Related Anecdote: During my stint in the USCG in the Marine Inspection Office in New Orleans, 1968-72, I Inspected numerous merchant ships, including some old-timers from WW2 or earlier. Part of the inspection was checking the mandatory lifeboat rations, we found many stamped with dates in the early 1940s. These were canned rations of assorted contents and flavours, and water, and biscuits wrapped in waxed paper. as long as the cans were not dented or rusty across the seams, and the biscuits didn't have bugs, they were acceptable. Canned food remains eatable and nutritious for a LONG time (so does dry biscuit/hard tack) - much like a Hostess Twinkly left on a fence post...

having tasted some of the dented beef stew cans along with some biscuits, they were still quite tasty.

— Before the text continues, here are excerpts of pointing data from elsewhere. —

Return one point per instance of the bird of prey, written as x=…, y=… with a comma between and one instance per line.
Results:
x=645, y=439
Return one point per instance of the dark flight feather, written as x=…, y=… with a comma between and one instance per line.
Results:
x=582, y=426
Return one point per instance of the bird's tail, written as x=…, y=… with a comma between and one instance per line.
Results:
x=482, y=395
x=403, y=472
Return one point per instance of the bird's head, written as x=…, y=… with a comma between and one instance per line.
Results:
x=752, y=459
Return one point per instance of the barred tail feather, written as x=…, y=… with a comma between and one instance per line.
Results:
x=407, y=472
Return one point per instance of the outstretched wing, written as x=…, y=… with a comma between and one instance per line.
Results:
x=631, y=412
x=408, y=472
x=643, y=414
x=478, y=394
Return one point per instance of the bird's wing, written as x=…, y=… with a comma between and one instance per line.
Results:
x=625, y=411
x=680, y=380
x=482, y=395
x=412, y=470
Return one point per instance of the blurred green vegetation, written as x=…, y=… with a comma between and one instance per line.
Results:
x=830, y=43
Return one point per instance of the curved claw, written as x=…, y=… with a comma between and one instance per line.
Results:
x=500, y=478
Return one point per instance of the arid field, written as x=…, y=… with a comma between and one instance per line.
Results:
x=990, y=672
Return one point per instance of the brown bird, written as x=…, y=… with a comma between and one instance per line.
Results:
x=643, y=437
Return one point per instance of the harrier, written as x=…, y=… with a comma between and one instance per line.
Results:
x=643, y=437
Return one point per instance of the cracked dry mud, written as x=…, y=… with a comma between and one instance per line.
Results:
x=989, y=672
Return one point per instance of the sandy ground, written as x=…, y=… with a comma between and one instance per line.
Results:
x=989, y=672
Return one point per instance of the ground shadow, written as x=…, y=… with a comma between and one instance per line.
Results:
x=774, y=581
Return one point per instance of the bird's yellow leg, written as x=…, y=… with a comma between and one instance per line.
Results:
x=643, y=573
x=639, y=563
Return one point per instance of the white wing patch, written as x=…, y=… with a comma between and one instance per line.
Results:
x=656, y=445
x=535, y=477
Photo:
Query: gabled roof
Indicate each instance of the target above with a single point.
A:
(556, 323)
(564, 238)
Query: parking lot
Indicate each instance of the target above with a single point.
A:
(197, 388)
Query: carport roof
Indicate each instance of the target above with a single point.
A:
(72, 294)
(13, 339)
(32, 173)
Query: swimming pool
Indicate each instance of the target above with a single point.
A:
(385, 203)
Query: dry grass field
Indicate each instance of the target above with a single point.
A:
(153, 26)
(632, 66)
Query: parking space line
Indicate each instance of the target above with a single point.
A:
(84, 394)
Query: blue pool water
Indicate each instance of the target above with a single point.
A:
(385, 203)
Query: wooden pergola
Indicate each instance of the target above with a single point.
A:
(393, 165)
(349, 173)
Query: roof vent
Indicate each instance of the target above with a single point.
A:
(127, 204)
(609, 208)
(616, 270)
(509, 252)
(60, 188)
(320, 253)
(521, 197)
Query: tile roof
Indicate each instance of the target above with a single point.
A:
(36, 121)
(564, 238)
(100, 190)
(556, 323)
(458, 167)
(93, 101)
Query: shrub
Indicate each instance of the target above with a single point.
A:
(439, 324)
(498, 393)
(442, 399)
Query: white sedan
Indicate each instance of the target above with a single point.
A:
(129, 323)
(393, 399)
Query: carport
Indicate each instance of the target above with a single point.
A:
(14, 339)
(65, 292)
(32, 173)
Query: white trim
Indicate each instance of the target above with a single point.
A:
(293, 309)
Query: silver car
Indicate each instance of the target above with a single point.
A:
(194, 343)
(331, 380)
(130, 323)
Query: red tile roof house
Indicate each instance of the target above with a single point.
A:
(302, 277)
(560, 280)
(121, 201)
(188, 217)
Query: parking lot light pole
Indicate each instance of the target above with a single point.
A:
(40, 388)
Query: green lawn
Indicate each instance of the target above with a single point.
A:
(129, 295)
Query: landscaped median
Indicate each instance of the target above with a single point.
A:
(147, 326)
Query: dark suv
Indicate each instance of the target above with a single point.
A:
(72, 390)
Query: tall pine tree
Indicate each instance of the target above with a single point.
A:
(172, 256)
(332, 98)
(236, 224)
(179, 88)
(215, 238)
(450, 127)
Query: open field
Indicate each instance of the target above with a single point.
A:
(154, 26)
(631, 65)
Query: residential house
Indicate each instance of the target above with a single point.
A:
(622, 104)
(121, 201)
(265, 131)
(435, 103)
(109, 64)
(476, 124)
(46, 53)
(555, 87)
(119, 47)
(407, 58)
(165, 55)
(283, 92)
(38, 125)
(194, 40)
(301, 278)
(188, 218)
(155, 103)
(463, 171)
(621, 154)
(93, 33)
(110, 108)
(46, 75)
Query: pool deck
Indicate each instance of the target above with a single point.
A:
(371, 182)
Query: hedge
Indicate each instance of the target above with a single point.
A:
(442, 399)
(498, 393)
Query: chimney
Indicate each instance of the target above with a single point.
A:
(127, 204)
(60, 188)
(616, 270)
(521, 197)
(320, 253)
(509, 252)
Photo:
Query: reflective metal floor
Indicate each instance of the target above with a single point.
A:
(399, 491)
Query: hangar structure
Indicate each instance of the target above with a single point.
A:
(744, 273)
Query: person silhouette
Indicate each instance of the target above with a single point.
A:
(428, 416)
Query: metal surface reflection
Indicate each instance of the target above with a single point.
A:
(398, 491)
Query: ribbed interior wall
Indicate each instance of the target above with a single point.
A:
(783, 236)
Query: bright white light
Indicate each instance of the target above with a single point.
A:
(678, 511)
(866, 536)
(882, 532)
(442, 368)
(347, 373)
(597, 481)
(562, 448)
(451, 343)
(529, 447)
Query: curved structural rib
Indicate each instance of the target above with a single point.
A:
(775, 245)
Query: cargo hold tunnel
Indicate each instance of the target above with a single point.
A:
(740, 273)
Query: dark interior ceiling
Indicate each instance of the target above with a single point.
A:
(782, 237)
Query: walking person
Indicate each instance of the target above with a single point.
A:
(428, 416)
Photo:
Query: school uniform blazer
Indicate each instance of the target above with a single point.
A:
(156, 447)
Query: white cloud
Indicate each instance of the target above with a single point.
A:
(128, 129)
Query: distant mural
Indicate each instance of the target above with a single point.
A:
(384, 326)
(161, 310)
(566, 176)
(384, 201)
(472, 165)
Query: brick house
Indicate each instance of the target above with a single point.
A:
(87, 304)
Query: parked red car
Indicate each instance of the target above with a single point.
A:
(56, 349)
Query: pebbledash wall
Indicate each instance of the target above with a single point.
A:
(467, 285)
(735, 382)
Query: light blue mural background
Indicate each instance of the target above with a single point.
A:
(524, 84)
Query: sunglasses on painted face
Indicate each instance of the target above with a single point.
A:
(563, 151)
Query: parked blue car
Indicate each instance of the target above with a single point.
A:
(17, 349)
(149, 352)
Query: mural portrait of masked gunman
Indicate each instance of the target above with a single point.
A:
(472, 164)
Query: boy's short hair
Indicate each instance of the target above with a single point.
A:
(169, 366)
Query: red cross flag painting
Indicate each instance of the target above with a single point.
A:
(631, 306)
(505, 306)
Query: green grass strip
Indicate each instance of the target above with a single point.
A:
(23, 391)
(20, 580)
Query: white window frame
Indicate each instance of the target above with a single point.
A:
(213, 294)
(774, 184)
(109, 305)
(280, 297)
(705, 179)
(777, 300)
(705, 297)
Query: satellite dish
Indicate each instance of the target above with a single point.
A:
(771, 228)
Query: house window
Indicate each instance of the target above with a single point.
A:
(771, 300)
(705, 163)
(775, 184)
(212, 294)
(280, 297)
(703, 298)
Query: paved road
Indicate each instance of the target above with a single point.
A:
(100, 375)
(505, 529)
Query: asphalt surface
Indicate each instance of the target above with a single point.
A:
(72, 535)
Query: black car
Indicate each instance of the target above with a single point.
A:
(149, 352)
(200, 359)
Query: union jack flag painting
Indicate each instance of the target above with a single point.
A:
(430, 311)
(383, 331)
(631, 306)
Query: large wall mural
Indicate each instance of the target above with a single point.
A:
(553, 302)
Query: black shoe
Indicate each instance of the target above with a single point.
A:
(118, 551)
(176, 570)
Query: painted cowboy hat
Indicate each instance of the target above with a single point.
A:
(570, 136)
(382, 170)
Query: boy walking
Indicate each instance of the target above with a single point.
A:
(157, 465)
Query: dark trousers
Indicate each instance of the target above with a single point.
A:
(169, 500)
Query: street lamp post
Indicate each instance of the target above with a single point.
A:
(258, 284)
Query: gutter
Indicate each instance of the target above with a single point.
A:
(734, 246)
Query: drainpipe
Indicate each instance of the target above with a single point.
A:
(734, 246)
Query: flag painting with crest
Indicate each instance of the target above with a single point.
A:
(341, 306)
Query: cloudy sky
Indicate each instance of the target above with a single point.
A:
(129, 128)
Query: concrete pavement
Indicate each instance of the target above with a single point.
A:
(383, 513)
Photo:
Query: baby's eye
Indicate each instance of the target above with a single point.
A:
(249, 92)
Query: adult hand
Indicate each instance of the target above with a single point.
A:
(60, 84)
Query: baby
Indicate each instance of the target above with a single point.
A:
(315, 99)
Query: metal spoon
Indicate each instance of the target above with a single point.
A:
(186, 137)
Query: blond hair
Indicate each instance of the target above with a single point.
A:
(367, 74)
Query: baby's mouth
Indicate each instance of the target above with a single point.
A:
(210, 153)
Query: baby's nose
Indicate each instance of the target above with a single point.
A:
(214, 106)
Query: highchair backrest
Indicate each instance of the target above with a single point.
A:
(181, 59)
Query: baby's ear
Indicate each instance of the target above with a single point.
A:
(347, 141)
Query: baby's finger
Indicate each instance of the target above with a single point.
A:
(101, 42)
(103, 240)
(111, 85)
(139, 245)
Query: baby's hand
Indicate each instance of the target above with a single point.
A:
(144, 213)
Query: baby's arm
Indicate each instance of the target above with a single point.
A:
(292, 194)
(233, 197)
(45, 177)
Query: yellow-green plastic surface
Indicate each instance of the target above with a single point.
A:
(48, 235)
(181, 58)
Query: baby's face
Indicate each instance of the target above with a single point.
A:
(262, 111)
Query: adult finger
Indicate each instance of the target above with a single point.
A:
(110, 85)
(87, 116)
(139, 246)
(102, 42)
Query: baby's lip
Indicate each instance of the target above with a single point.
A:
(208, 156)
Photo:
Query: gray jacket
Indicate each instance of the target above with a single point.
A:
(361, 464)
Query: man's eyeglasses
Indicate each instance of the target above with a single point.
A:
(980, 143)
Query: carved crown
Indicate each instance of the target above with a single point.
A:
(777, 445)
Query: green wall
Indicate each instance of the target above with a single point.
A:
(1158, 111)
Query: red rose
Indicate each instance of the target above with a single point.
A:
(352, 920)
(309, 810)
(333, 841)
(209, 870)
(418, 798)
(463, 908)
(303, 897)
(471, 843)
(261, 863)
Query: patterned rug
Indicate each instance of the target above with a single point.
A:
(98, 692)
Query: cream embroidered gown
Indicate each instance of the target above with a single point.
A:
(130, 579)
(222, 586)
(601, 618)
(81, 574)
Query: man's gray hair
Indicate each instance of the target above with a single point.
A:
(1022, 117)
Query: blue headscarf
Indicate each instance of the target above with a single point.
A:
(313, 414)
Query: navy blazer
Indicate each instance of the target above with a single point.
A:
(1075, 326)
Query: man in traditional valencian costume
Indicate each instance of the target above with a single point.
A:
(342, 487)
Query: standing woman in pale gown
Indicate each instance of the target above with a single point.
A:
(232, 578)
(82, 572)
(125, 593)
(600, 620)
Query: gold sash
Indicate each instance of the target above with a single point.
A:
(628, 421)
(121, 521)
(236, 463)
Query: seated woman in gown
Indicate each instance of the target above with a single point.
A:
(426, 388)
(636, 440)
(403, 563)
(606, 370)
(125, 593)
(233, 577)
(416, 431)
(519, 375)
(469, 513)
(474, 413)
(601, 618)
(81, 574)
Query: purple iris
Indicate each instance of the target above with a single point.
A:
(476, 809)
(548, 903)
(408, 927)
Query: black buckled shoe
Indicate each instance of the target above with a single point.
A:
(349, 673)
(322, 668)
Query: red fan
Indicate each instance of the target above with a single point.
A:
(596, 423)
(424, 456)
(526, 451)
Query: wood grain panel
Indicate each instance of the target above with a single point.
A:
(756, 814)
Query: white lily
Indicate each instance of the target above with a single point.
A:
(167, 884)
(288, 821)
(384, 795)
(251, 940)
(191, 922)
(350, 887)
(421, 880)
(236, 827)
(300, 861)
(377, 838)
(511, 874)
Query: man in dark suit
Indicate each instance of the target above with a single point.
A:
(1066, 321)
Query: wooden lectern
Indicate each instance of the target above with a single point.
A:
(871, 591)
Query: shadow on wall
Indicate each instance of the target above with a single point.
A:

The USCG DOES sometimes refer to a ship' senior culinary specialist as 'Chef'. here are two culinary specialists presented by a Chief Petty Officer culinary specialist with their knives on promotion and assignment as the senior on board a cutter:
"Standing outside of Coast Guard Station Little Creek, a small group of people watched as Master Chief Petty Officer James Swenson, the rating force master chief for culinary specialists, presented the sisters with his custom knives, which read, “Thank you and YES CHEF!” following Allen’s advancement ceremony." - From the 'USCG news', Sept. 5, 2024.